ING: Analyzing the Challenges Facing Potential Japanese Yen Intervention

By eFXdata  —  Apr 25 - 03:00 PM

Synopsis:

ING discusses the complexities of potential Japanese intervention in the currency market as USD/JPY trades above the anticipated intervention threshold of 155. Despite high expectations following a recent trilateral meeting, current market conditions may not fully justify intervention based on historical precedents of volatility and rate changes.

Key Points:

  • Current USD/JPY Levels: USD/JPY has surpassed the 155 level, a point many market analysts had anticipated might prompt intervention from Japanese authorities to support the yen. However, the actual market response and conditions have not yet aligned with typical precursors for such measures.

  • Historical Context for Intervention: ING references September 2022, when the Bank of Japan intervened by selling $20 billion in one day, a response triggered by specific market conditions including one-month implied volatility trading between 12-15% and a 20-day rate of change in the 5-8% range.

  • Comparison with Current Market Conditions: Currently, the one-month traded volatility for USD/JPY remains below 10%, and the 20-day rate of change is approximately 3%, both significantly lower than the levels seen during previous interventions. These more subdued metrics suggest less market disruption and may complicate the justification for immediate intervention.

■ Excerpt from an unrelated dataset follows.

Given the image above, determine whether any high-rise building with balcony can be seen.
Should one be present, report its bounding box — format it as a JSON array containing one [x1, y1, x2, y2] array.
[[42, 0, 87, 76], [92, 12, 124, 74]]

  • Implications of Trilateral Meeting: While last week's meeting between U.S., Japanese, and Korean finance ministers was significant, particularly for the intervention narrative, the joint press release alone does not meet all the criteria needed for action. The sufficiency of conditions for intervention requires clear evidence of disorderly market movements, which may not yet be present.

Conclusion:

While USD/JPY's breach of 155 has heightened speculation about potential intervention by Japanese authorities, ING notes that current market conditions characterized by lower volatility and modest rate changes do not strongly support the case for immediate action. It will be challenging for Japan to argue that the market conditions are sufficiently disorderly to warrant intervention based on historical intervention criteria.